BY Itrat Bashir

Chancellor of the Exchequer George Osborne’s budget 2016-17 is being widely hailed by the business community as a pro-business budget, and in particular it should put smile on the faces of small and medium enterprise (SME) owners.

The budget 2016-17 proposes a cut in taxes for small businesses. From April 2017, small businesses that occupy property with a rateable value of £12,000 or less will pay no business rates. Currently, this 100 percent relief is available if you are a business that occupies a property (for an example a shop or office) with a value of £6,000 or less. There will be a tapered rate of relief on properties worth up to £15,000.

What this means is that, in the word of the Chancellor, a typical corner shop in Barnstaple or a hairdresser in Leeds or a typical newsagent in Nuneaton will pay no business rates from April 2016.

In his speech, Osborne told the Parliament that from April next year, 600,000 small businesses will pay no business rates at all. “That is an annual saving for them of up to nearly £6,000, forever. Also, a further quarter of a million businesses will see their rates cut. In total, half of all British properties will see their business rates fall or be abolished altogether,” added.

Meanwhile, to support all ratepayers, including larger stores who face tough competition and who employ so many people, the government will radically simplify the administration of business rates, and from 2020, switch the uprating from the higher RPI to the lower CPI.

To further assist the small businesses as well as household budgets, the government has decided to maintain fuel duty freeze, which according to the Chancellor will save £75 a year to the average driver and £270 a year to a small business with a van. “We have frozen fuel duty for the sixth year in a row,” Osborne maintained in his speech.

The budget also proposes to cut Corporation Tax to 17 percent in 2020. The budget document states that the main rate of Corporation Tax has already been cut from 28 percent in 2010 to 20 percent the lowest in the G20. It will now be cut again to 17 percent in 2020, benefiting over 1 million businesses.

The government has also decided to cut the higher rate of Capital Gains Tax from 28 percent to 20 percent and the basic rate from 18 percent to 10 percent from April 2016 (except for residential property and carried interest), and extend entrepreneurs’ relief to long term investors in unlisted companies.

The Federation of Small Businesses (FSB) welcomed the measured introduced by the government for small businesses.

Mike Cherry, Policy Director at FSB
Mike Cherry, Policy Director at FSB

Mike Cherry, Policy Director at FSB, said, “In a budget constrained by both the need to reduce the deficit and the economic outlook, the Chancellor has listened to our calls for the tax system to be made simpler for small businesses and the self-employed and taken important action on business rates.”

“The combined measures announced on business rates, the single biggest tax cut in today’s Budget, will be viewed by our members as a welcome and important step on the road to fundamental reform.
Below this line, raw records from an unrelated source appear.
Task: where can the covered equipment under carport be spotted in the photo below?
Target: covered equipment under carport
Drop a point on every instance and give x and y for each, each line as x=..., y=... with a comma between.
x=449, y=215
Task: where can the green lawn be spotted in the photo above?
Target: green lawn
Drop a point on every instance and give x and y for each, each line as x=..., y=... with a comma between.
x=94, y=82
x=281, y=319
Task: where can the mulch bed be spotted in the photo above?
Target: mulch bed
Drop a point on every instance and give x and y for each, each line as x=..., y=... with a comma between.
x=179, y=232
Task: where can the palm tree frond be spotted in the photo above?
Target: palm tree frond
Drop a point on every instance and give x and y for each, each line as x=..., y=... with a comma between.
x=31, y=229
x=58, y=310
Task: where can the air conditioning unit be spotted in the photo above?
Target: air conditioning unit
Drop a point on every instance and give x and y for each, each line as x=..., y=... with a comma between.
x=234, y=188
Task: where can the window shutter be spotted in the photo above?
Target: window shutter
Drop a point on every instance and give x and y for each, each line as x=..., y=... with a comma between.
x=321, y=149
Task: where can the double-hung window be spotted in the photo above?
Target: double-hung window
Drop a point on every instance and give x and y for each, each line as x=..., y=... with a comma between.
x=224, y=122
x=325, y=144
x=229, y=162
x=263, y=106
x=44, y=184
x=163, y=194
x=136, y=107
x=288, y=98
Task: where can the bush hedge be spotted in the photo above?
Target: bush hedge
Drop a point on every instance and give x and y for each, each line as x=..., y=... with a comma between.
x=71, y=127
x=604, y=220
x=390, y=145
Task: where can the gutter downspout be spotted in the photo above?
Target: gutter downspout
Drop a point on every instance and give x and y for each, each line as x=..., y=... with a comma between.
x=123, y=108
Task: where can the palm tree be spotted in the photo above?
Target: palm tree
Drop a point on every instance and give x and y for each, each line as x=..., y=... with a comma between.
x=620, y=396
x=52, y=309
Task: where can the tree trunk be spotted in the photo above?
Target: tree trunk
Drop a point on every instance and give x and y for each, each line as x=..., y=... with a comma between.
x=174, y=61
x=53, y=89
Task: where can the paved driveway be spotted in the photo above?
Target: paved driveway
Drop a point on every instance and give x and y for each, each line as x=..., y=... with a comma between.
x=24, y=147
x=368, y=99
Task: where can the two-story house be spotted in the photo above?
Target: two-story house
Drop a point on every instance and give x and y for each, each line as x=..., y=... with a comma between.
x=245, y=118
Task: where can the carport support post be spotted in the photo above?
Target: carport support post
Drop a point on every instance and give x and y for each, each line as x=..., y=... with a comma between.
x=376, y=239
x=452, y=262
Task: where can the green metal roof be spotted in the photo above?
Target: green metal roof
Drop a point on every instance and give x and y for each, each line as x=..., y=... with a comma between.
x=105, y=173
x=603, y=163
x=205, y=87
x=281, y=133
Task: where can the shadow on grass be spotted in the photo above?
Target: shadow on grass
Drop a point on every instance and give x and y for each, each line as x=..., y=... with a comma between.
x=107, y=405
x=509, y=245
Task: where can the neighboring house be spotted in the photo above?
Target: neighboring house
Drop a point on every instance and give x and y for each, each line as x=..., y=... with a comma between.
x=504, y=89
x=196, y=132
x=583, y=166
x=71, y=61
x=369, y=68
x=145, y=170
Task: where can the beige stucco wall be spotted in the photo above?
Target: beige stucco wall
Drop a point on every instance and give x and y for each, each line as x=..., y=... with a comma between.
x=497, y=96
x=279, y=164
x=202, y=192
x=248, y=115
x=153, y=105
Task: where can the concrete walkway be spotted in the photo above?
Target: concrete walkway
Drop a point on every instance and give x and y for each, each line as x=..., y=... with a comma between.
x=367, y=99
In addition, online retailers will benefit from steps to secure a level playing field for smaller online businesses on VAT,” he added.

He also said freezing of fuel duty will be universally welcomed by small businesses right across the country. He also observed that the new devolution deals, alongside increased investment in roads, rail, and flood defences, should give a much needed boost to the UK’s infrastructure.

“Altogether, these measures should help to drive productivity and boost small business confidence levels, which have faltered recently in the face of a number of domestic policy and global economic challenges.”

Dr Rami Ranger, a leading British-Indian businessman, welcomed the budget by saying that it is good budget for the hard-working families.

rami ranger 3
Dr Rami Ranger, British Businessman

He said the budget is a business friendly with lower corporation tax and fuel duty freeze. He also welcomed the decision of increasing the Income Tax threshold, which in his opinion will allow people to keep more of their income in their hands. “Moreover, sugar tax will save the nation’s health and cut down the NHS cost of treating illnesses related to obesity,” he added.

James Sherwin-Smith, CEO of Growth Street, an SME business overdraft provider (and an SME itself), said as an alternative overdraft provider to SMEs and an SME themselves they are encouraged to hear the Chancellor’s plans for a more favourable environment for small businesses.

“However the Chancellor neglects to address the biggest challenge faced by the UK SMEs, funding. He is doing nothing to address the unfair, unregulated SME finance market, which is stifling small business growth in the UK,” he added.

London Chamber of Commerce and Industry (LCCI) also gave the thumbs up to the Osborne’s budget business boost.

Commenting on the budget, LCCI Chief Executive Colin Stanbridge said the Chancellor has delivered a budget that includes good news for London business. “Funding to move Crossrail 2 to the next stage is most welcome, this is a transport project that, once operational, will bring economic dividends well beyond London.” he added.

According to him, the announcement to allow the Greater London Authority to retain all business rates revenue from April next year could see more effective targeting of resources towards local infrastructure that underpins local business priorities.

Mihir Kapadia, CEO at Sun Global Investments, believes that this was clearly a budget designed for the saver, not the investor. “In fact, the downgraded growth figures and higher debt to GDP level gives investors reason to doubt that the government’s long term plan is increasing economic stability in the UK,” he added.